The Training of Trainers (TOT) Course on CITES Policies and Species Identification, first launched in 2011, initially trained 26 wildlife and other law enforcement officers from ASEAN countries, China and Japan.
To date, 1,200 officers in Viet Nam, Cambodia and Myanmar have received training in workshops directly resulting from the skills passed on during the 2011 workshop.
The course teaches participants all aspects of planning a wildlife trade course for frontline officers; from logistics and budgets, to effective learning and teaching methods. They are also equipped with training manuals, content on commonly traded species and a thorough guide to the Convention on International Trade in Endangered Species of Wild Fauna and Flora (CITES).

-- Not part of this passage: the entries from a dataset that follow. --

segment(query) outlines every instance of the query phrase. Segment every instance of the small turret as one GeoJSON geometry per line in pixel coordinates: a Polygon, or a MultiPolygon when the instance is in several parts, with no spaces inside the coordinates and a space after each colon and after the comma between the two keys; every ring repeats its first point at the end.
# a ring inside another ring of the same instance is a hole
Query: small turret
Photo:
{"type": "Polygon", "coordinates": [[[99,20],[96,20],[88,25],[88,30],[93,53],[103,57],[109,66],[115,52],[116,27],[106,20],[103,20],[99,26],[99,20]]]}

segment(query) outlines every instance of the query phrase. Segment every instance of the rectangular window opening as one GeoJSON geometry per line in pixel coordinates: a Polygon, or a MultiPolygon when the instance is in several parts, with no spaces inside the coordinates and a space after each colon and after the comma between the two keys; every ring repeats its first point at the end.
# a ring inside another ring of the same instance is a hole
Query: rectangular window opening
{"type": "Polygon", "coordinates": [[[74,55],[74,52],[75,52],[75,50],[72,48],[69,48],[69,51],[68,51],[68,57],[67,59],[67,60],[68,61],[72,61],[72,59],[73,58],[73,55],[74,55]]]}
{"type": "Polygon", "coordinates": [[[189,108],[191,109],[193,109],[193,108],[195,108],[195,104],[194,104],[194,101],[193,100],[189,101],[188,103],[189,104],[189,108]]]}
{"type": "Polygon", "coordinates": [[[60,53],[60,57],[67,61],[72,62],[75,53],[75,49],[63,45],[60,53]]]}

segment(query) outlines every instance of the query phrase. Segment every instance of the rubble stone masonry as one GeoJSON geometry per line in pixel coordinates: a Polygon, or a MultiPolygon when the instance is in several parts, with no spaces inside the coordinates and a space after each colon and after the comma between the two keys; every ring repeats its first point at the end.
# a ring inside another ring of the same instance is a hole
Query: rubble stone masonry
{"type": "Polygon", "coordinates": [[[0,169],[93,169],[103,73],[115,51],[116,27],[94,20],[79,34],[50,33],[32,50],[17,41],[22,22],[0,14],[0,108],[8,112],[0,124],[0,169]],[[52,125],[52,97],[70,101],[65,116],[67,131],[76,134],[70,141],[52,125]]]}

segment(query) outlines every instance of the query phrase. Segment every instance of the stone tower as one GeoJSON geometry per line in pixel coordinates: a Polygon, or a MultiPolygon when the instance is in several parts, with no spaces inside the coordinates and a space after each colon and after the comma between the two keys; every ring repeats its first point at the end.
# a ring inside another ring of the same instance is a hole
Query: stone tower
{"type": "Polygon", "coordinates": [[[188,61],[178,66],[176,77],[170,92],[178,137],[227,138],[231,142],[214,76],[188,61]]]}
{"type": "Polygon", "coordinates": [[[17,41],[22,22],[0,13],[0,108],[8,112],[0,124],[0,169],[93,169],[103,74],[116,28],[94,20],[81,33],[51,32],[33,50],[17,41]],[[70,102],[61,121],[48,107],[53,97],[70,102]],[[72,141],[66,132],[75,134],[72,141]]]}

This workshop is conducted under the framework of the East and Southeast Asia Biodiversity Information Initiative (ESABII), and generously funded by the Japan-ASEAN Integration Fund and the Ministry of the Environment, Japan.
It is co-hosted by the Malaysian Ministry of Natural Resources and Environment and was officiated by its Deputy Secretary General II (Environmental Management) Datuk Dr. Abdul Rahim bin Haji Nik.
“Consistently updating our knowledge, sharing it and putting it into action in our protected areas, borders, ports and airports is the only way we are going to outwit poachers and traffickers and maintain the upper hand in the fight against wildlife crime,” said Dr Abdul Rahim.
“We are pleased to be able to jointly organise this workshop with the Ministry of the Environment Japan and TRAFFIC on an effort which promises positive impacts in the long term.”
TRAFFIC’s focus on training and capacity building for enforcement officials speaks to the need to address poor awareness of wildlife trade regulations among enforcement officials and difficulties they face identifying smuggled wildlife.
To help meet this challenge, the Ministry of the Environment Japan and TRAFFIC have collaborated over the past three years to train enforcement officers under ESABII.
The repeat of the Training of Trainers workshop recognizes that trained officers are not always retained in the same position within their organisation and it serves as a refresher for those who attended the previous course, further ensuring that the skills are not lost and can develop.
“With so many species at risk from poachers and traffickers, it is vital that South-East Asia’s enforcement agencies have the skills necessary to stop these criminals,” said Claire Beastall, Training and Capacity Building Coordinator for TRAFFIC in Southeast Asia.
“This workshop will help officers from all of the ASEAN countries and Mongolia provide training for their own colleagues back home.”
“Officers need the skills to distinguish species that are common from those nearing extinction – otherwise, how can they work out what is legal and what isn’t?”